Indonesia wants to cease seeing synthetic intelligence (AI) merely as a know-how development and begin asking a extra elementary query: What nationwide problems does the nation need to remedy?
“Without that question, we will only become users, not creators,” mentioned Indonesia’s Vice Minister of Higher Education, Science and Technology, Stella Christie.
Christie delivered the keynote tackle at the AI Governance for the Greater Good: Balancing Innovation and Ethics occasion organised by the Centre for Strategic and International Studies (CSIS) in Jakarta on April 22.
According to Christie, having a transparent sense of objective would form the route of Indonesia’s future investments in AI, be it in expertise improvement or R&D round open-source ecosystems to align with nationwide priorities.
She warned that with no clear technique, Indonesia risked changing into extra like a knowledge provider for international AI corporations with out gaining added worth in return.
“I hope we could have more discussions about how to make AI useful for Indonesia, rather than the other way around,” she mentioned.
Rather than focusing solely on accelerating tech adoption or debating about the menace of automation, Christie urged the authorities, universities, and business to assume extra deeply about how Indonesia may construct significant AI capabilities whereas preserving uniquely human talents that machines can’t replicate.
Thinking processes mattered greater than outcomes
During her presentation, Christie highlighted the rising hype round generative AI (GenAI), significantly in the training sector.
In her view, AI literacy was typically misunderstood as merely understanding how to use AI purposes.
What mattered extra was the skill to assume critically and assess whether or not AI outputs had been correct and related, or doubtlessly deceptive.
She cited research from the Massachusetts Institute of Technology evaluating three teams of scholars: ChatGPT customers, search engine customers, and brain-only customers.
The examine discovered that college students who relied on their very own pondering talents produced the finest essays, whereas the ChatGPT group carried out the worst.
For Christie, the findings had been a reminder that training in the AI period shouldn’t focus solely on tech adoption, but in addition on serving to college students perceive the pondering processes behind adoption.
Ultimately, AI nonetheless didn’t be taught like people
Drawing on her cognitive scientist’s background when she used to examine how intelligence is constructed, Christie highlighted the distinction between how AI and the human mind be taught.
“One of the biggest differences between the human brain and AI is that humans can learn from very small amounts of data,” she mentioned.
Today’s AI methods stay closely dependent on huge datasets.

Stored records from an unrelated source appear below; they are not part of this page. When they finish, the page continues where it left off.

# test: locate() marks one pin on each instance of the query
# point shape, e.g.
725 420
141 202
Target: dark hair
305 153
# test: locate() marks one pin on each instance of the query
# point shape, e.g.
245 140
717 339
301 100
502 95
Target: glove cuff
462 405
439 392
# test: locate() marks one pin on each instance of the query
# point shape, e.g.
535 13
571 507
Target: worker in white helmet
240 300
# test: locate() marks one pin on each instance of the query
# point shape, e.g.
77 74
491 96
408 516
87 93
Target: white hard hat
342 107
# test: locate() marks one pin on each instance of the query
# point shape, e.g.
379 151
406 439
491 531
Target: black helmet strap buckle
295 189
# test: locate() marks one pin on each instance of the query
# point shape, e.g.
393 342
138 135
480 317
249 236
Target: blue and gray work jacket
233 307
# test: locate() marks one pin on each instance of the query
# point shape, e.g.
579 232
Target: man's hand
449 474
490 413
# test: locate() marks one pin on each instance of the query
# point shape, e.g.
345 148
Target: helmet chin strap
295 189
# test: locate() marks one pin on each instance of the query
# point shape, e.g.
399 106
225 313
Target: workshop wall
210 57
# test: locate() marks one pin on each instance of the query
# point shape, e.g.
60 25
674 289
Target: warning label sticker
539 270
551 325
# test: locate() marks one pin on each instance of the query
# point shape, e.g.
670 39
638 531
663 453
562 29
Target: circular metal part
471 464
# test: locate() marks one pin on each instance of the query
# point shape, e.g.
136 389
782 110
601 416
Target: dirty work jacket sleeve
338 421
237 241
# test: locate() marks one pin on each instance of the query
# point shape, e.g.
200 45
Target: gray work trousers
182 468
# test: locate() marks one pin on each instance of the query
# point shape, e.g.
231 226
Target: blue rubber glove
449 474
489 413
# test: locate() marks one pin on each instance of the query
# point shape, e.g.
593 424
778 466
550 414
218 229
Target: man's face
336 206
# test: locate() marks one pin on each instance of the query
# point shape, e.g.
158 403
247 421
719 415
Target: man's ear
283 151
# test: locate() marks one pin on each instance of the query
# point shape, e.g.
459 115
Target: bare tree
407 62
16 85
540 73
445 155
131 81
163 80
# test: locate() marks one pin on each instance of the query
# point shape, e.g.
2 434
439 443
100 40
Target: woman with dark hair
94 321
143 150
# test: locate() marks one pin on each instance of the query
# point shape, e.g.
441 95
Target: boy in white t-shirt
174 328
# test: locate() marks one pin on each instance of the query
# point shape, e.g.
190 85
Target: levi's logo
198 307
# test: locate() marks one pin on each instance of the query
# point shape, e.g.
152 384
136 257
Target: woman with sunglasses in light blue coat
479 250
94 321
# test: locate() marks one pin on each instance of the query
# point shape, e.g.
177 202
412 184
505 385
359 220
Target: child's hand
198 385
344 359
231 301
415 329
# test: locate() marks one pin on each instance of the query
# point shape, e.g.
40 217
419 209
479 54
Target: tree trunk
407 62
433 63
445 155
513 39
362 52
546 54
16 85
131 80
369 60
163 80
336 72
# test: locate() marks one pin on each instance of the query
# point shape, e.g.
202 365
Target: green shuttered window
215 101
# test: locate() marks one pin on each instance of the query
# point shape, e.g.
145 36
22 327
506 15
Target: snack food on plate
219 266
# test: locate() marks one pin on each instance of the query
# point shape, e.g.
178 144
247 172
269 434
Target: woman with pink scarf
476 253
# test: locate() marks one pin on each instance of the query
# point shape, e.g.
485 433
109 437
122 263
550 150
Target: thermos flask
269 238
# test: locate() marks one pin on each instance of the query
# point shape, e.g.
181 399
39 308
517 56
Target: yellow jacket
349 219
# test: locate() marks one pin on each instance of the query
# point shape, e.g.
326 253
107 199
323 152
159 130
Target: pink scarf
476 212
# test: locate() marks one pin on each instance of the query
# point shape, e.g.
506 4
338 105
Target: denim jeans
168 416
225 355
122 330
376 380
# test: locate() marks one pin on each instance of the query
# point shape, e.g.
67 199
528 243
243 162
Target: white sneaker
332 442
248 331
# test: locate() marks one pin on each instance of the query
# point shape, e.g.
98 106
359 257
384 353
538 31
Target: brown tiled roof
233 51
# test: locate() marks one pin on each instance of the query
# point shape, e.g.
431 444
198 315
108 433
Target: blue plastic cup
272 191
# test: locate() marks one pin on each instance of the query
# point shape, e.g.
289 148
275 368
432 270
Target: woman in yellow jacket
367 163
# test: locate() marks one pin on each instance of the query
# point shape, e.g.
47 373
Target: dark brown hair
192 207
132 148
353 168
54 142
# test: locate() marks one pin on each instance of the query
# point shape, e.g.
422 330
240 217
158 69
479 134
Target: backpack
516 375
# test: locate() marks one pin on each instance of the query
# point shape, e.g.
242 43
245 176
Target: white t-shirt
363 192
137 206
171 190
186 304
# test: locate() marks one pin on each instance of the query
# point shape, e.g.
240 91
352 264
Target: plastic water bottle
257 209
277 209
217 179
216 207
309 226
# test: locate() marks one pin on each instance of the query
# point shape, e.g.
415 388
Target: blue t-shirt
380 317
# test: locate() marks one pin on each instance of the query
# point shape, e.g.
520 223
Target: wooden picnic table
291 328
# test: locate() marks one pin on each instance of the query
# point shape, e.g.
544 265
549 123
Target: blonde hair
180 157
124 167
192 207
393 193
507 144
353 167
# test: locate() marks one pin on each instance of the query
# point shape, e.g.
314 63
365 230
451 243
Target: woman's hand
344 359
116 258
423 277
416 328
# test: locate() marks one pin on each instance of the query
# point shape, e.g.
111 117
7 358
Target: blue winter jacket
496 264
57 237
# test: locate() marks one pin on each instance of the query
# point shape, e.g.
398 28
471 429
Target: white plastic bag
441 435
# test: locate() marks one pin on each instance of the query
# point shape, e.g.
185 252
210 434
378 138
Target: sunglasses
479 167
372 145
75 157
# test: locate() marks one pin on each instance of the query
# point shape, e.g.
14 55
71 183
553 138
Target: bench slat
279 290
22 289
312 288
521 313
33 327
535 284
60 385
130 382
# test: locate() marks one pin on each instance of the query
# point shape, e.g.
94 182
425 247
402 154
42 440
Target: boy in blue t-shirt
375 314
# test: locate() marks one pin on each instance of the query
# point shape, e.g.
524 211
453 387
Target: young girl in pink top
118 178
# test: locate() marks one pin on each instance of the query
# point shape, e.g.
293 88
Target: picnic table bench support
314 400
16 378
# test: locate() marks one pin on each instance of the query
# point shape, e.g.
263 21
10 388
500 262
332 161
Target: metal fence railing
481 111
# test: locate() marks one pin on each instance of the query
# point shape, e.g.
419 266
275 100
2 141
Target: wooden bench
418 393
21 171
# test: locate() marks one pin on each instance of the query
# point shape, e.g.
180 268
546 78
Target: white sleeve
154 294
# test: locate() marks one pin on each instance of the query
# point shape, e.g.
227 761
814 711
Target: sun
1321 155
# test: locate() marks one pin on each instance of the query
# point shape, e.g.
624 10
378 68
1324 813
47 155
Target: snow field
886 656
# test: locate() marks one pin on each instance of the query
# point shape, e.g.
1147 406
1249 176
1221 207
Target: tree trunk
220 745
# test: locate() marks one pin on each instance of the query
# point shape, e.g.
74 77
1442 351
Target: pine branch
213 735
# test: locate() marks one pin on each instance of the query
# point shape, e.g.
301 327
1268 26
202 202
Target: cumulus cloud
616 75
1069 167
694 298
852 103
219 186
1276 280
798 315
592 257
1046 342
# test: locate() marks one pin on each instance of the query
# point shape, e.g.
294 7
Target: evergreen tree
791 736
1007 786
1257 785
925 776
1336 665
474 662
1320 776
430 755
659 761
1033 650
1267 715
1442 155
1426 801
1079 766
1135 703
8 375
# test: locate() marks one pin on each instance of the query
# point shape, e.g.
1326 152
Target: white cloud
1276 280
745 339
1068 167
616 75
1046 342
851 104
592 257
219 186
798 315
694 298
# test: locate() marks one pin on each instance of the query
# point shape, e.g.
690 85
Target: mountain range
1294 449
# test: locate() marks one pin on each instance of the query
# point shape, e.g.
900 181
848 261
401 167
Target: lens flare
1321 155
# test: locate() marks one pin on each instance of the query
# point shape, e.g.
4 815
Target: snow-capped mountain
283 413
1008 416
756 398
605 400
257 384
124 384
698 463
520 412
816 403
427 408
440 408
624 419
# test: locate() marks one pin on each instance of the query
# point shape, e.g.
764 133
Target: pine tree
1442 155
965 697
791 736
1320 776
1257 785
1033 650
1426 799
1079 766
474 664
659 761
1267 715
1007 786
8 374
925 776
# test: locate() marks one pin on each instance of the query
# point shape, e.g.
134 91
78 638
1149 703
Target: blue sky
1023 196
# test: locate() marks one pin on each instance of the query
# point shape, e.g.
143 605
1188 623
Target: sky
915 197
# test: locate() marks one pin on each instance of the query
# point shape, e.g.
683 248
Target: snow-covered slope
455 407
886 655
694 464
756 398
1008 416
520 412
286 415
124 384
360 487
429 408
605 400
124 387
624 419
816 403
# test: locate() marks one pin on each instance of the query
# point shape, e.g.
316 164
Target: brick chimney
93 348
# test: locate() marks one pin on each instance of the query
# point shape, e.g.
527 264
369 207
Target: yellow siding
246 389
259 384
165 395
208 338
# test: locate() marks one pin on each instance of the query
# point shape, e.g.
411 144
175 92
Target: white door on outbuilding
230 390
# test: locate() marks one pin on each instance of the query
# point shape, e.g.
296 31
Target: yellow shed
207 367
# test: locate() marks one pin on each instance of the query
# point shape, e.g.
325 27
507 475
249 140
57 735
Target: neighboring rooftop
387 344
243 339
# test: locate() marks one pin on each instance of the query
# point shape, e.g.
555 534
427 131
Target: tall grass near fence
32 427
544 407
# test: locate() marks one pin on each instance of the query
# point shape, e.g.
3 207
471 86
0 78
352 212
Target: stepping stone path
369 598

In common, the bigger the dataset, the higher the mannequin performs.
Human intelligence, nonetheless, works otherwise.
A 3-year-old youngster may grasp their native language with out formal instruction.
Young kids additionally not often confuse on a regular basis objects comparable to cups or bicycles, regardless of encountering solely a restricted variety of examples all through their lives.
AI methods, against this, can nonetheless make errors even after being educated on hundreds of thousands of information factors.
“The human ability to understand concepts, form abstractions, and draw conclusions from limited information is an advantage we must preserve,” Christie added.
This was why the nation’s largest investments needs to be directed in the direction of expertise and human capital improvement, she emphasised, significantly in strategic areas related to Indonesia’s wants.
Ethics and innovation couldn’t be separated
Christie additionally rejected the concept that ethics and innovation had been inherently in battle.
She referred to the founding of Anthropic, the AI firm established by former OpenAI researchers over considerations about the route of AI improvement.
According to Christie, the resolution demonstrated that scientists had been nonetheless guided by integrity and ethical accountability.
She mentioned the message was significantly related for Indonesia, the place analysis and academia had been nonetheless typically seen as missing direct societal influence.
She pressured that scientific curiosity, not business demand, typically drives a few of the most transformation applied sciences that ship real-world worth somewhat than fast returns.
Indonesia between two international AI powers
During the Q&A session, Christie addressed considerations about the dominance of enormous AI fashions from the United States (US) and China over international locations in the Global South.
Responding to a query from a European Union delegate about bias and dependence on giant language fashions (LLMs), she mentioned Indonesia wanted to perceive its strategic place inside the international AI worth chain.
According to Christie, AI was essentially constructed on three primary elements: algorithms, information, and computing energy.
“When it comes to algorithms, we have to be realistic. It is extremely difficult for Indonesia to catch up with the US or China,” she mentioned.
The identical applies to computing infrastructure, which required investments of a whole bunch of hundreds of thousands of {dollars} simply to practice a single large-scale AI mannequin.
However, Christie believed Indonesia possessed one other essential asset, which is information.
As the world’s fourth most populous nation, Indonesia had an unlimited quantity of information that had but to be strategically utilised.
“If we control the data, we can buy algorithms and computing power,” she mentioned.
For that motive, she argued that international locations in the Global South wanted to begin treating information as a strategic asset somewhat than merely a by-product of digital exercise.